- O Senado aprovou nesta terça-feira a PEC do marco temporal em dois turnos: 52 a 14 no primeiro e 52 a 15 no segundo, com Renan Calheiros (MDB-AL) como único abstenção.
- A votação ocorreu na véspera de julgamento sobre demarcação de terras indígenas no Supremo Tribunal Federal.
- A matéria segue para a Câmara dos Deputados.
- A PEC define o marco temporal para demarcação de terras indígenas.
- Os votos favoráveis e contrários foram registrados, com a abstenção de Renan Calheiros.
O Senado aprovou nesta terça-feira a PEC do marco temporal em dois turnos, definindo o critério para demarcação de terras indígenas. A sessão ocorreu na véspera de julgamento sobre o tema no Supremo Tribunal Federal. A matéria segue para a Câmara.
No primeiro turno, o placar ficou em 52 votos a favor e 14 contrários. No segundo, 52 a 15, com o senador Renan Calheiros (MDB-AL) como única abstenção. A votação ocorreu sem mudanças no texto apresentado.
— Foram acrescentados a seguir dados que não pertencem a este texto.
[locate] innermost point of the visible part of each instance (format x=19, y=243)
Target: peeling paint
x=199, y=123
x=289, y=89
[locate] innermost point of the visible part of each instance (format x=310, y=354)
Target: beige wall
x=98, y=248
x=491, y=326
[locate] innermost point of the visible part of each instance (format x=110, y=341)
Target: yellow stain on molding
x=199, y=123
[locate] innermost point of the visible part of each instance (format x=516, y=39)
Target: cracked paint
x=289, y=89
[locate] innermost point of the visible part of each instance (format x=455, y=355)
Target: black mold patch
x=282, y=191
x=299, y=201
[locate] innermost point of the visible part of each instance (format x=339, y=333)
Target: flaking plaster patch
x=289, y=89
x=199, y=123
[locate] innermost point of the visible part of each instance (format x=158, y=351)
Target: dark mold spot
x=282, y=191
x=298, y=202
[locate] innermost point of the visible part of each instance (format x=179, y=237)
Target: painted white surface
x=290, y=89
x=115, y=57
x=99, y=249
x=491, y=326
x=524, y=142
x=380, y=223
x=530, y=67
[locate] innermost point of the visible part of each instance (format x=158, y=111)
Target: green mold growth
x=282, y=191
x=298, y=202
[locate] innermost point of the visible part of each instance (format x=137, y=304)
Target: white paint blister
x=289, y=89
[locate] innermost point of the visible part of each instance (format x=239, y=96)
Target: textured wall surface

A PEC do marco temporal é alvo de debate público e jurídico, e o Senado já enviou o projeto para a Câmara dos Deputados. A definição do marco temporal pode impactar procedimentos de demarcação, conforme avaliação de especialistas.
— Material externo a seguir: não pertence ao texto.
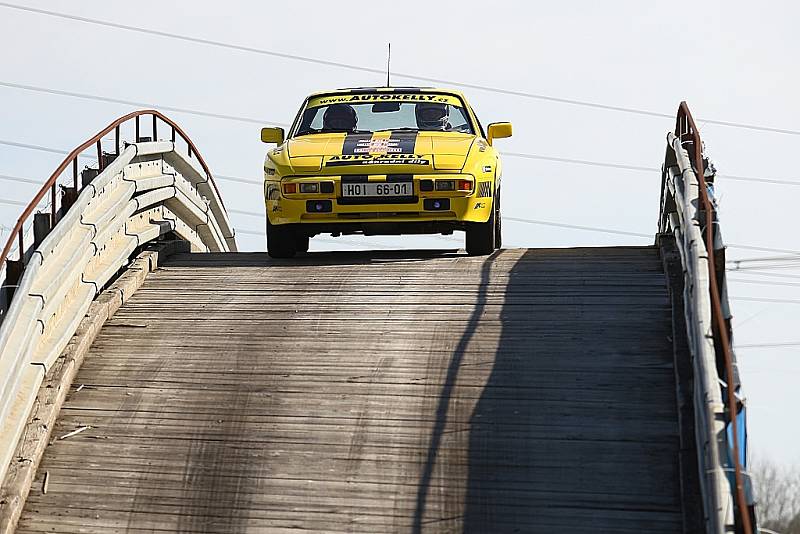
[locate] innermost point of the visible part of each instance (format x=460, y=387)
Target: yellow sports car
x=383, y=161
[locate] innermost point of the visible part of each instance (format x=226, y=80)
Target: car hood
x=373, y=153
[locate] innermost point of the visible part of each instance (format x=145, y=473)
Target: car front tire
x=280, y=241
x=481, y=237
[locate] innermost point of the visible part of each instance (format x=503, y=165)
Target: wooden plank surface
x=532, y=391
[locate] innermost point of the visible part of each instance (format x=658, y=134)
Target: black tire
x=280, y=241
x=301, y=242
x=498, y=222
x=481, y=237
Prosseguimento no Congresso
Abertas as votações, a Câmara deverá analisar a matéria, com tramitação prevista conforme o ritmo da casa. A defesa do texto sustenta critérios sobre ocupação das áreas, enquanto adversários apontam riscos a comunidades indígenas.
Acompanham a discussão novos capítulos sobre o julgamento no STF, que também trata da demarcação de terras. O desfecho do processo depende de deliberações futuras das casas legislativas e dos tribunais. As informações oficiais seguem sob apuração de fontes do Congresso.